No todos vuelven a nacer; sólo unos pocos. La mayoría sigue enchufada a la columna vertebral de la sociedad y perece sin jamás haber nacido: son meras terminaciones orgánicas, burócratas de la naturaleza social. Hablan y por ellos se expresa la voz pública. Sus acciones reproducen la circularidad del tiempo, ejerciendo al mismo tiempo la presión cohesionante que dificulta el desborde de ese círculo.
Volver a nacer es aceptar que nuestra libertad es limitada, que lo que creemos nuestro en verdad le pertenece a los ancestros y que estamos aquí, simplemente, como invitados improbables de un sistema precedente, que nos cree su propiedad. Con suerte, en toda nuestra existencia alcanzaremos uno, o dos, actos verdaderamente propios; y si encima llegáramos a percatarnos, no me cabe duda de que lo atesoraremos más que a nada en esta tierra.
Archivado bajo: Aguafuertes, filosofía? | Etiquetado: descubrimientos, humanidad, individualidad, matriz, memoria genética, repetición, sociedad, tiempo, vida


En la sucesion de nacimientos que se tienen en la vida se aprende que vivir es un arte.Se adquiere una cierta sabiduría que te lleva a transformar mandatos en anhelos y dogmas en apertura de pensamiento.Es inexistente una escuela para la vida,es simplemente la busqueda de armonia en las diferencias.Nos damos cuenta que nadie va a salvarnos y dependemos unicamente de lo que somos.Pienso que el orgullo,el prejuicio,la hiper autocritica,son los factores que limitan el goce de nuestra libertad.Cuando encontramos nuestra real identidad y derrotamos a las creencias y paradigmas condicionantes de esas limitaciones,nos percatamos que la libertad es ilimitada.Cada nuevo día con su afan es ley para lograrlo.

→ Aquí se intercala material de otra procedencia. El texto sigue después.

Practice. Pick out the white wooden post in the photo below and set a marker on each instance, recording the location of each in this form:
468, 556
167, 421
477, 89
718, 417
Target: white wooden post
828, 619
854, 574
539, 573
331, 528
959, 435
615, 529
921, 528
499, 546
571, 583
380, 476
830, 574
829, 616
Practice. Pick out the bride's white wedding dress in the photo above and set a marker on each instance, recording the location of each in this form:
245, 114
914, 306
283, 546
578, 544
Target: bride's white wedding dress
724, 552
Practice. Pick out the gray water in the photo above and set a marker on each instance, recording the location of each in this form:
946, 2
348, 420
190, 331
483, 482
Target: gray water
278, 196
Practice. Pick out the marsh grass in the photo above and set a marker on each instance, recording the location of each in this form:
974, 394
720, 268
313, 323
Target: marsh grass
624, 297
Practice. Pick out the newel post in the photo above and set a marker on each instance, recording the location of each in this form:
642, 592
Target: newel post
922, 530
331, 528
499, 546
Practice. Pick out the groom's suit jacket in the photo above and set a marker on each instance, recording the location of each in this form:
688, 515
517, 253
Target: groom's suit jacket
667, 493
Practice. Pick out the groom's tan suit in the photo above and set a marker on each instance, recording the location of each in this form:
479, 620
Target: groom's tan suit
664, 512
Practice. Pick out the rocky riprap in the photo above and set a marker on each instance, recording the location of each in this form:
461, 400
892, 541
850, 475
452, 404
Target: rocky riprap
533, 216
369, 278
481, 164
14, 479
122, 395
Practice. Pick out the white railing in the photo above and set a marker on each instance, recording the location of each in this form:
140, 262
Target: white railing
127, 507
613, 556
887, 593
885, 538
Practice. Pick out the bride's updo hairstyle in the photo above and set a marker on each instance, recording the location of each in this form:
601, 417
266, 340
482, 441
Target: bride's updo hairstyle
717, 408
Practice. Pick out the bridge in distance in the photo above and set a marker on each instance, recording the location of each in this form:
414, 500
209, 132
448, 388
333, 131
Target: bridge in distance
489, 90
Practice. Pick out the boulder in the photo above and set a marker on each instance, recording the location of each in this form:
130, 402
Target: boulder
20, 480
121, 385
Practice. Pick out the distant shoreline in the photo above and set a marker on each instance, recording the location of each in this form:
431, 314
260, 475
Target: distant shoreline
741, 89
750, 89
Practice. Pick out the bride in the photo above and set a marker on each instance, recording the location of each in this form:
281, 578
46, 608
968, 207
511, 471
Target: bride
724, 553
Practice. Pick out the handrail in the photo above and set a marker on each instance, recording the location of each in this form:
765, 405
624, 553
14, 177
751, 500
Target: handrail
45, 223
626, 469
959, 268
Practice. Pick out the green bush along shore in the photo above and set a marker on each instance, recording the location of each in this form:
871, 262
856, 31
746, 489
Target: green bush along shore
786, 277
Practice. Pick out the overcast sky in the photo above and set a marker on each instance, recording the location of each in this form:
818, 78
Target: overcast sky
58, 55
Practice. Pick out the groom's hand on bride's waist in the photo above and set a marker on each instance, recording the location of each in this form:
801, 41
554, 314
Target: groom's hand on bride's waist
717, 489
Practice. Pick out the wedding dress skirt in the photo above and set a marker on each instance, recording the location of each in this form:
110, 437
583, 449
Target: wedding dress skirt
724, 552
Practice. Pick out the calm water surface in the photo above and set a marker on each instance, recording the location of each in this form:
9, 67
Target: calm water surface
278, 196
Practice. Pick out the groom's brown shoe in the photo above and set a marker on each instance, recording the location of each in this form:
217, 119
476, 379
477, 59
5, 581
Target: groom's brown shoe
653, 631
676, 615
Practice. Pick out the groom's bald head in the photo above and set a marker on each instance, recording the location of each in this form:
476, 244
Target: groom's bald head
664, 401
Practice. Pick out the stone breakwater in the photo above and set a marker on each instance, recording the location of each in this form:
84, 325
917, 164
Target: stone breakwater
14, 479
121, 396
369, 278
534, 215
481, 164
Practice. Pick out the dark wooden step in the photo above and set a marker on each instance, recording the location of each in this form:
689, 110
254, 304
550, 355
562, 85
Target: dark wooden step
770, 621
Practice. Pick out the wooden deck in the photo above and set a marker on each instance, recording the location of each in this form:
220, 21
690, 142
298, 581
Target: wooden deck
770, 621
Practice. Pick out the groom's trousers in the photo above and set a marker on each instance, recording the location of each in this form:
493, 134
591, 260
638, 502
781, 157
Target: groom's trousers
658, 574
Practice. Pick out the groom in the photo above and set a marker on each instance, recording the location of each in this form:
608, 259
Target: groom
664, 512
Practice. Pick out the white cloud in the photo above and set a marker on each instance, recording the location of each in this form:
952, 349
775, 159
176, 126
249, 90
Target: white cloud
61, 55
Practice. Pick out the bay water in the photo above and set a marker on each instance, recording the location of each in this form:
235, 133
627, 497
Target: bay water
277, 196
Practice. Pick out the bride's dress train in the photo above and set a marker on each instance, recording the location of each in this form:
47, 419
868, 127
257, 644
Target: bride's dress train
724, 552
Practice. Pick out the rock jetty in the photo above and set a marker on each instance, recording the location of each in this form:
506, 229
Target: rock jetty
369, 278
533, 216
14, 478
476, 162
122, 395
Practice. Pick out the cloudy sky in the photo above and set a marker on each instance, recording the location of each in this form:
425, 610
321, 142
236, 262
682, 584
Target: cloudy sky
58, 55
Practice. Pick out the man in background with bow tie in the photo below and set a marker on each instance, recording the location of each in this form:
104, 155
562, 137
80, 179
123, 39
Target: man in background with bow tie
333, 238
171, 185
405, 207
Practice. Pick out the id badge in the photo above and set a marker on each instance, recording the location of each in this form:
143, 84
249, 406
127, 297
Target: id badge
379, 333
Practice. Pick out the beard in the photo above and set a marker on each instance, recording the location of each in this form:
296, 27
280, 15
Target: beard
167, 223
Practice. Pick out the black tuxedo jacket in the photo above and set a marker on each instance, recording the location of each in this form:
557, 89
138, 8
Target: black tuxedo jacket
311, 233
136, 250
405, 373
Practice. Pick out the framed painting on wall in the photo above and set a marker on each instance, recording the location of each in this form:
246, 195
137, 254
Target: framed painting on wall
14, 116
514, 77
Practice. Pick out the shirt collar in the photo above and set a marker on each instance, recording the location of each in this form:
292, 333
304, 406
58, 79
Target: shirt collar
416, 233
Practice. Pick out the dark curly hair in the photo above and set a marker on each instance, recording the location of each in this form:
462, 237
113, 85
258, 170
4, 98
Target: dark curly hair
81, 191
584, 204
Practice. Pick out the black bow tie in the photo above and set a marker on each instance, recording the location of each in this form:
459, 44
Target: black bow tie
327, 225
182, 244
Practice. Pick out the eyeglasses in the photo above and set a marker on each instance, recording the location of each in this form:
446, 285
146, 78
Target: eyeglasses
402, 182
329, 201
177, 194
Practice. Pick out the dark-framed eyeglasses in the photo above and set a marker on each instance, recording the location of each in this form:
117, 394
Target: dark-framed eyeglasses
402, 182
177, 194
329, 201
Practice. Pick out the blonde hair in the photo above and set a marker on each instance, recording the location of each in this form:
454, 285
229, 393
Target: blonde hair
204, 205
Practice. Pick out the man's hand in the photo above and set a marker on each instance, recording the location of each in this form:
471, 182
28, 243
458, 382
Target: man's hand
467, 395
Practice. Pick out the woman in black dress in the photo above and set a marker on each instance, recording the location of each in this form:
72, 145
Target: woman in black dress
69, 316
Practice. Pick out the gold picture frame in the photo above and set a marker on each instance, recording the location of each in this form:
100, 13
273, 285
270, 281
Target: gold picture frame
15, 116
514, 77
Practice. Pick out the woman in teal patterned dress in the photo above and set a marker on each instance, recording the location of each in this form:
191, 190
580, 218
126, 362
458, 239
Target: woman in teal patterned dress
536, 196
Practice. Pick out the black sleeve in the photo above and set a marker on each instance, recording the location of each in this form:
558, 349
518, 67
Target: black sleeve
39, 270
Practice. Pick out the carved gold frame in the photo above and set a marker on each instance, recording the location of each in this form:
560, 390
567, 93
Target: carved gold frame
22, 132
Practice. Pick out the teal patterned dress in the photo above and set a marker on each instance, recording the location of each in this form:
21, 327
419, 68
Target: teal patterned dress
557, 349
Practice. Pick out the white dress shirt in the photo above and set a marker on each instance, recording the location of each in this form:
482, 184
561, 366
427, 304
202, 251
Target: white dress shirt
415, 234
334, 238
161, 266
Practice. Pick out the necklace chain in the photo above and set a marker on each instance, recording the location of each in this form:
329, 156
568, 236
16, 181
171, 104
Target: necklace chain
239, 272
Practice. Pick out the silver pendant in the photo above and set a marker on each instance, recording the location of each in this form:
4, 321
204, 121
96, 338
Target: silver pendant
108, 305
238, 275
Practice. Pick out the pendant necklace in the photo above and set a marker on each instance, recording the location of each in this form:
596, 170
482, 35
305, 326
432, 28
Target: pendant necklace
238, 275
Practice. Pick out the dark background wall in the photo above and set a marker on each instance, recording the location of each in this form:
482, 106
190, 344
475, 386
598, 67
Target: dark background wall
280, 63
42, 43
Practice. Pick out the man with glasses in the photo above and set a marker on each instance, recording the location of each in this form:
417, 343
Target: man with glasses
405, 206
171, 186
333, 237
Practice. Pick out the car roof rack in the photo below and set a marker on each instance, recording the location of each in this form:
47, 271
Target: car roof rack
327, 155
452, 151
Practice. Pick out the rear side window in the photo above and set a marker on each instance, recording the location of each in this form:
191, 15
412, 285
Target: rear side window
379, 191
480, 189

Tu último parrafo fué una explicación genial del concepto de Sunya budista, el famoso Vacio -que no debería confundirse con el delicioso vacio que, gracias K, está cada vez mas caro-
No somos dueños de nada, nada es permanente e inmutable, todo tiene un origen dependiente de un suceso anterior y está intrinsecamente vinculado a todos los demás sucesos que pasaron y que están pasando en el universo.
El instante fue precedido por otro, no de misma distancia ni intensidad; sino por otro. En medio de ambos se encontraba un abismo, un espacio vacío sin color, olor, ni forma… perdido en los minutos o segundos, pero instante al fin también… Hice la cuenta: 1… 2… 3… ¿Una condena? ¿O una bendición? Rotaba, giraba, subía, me movía, observaba desde el silencio y mis pensamientos se ordenaban, se acomodaban… El movimiento que precedía acometía contra la armonía nuevamente y todo se repetía con cierta profundidad en su matiz… La empresa quedaba terminada para recomenzar… ¿La suma?… 4… 7… 12… Y así continuaba… multiplicando, sumando… El aprendizaje lo facilitaba.
Creo que esto me provoca una casi plena coincidencia. En especial, la cuestión de apropiarse de los instantes. A la espera de aquéllos, yo me apropio de todo lo que mi dinero puede comprar.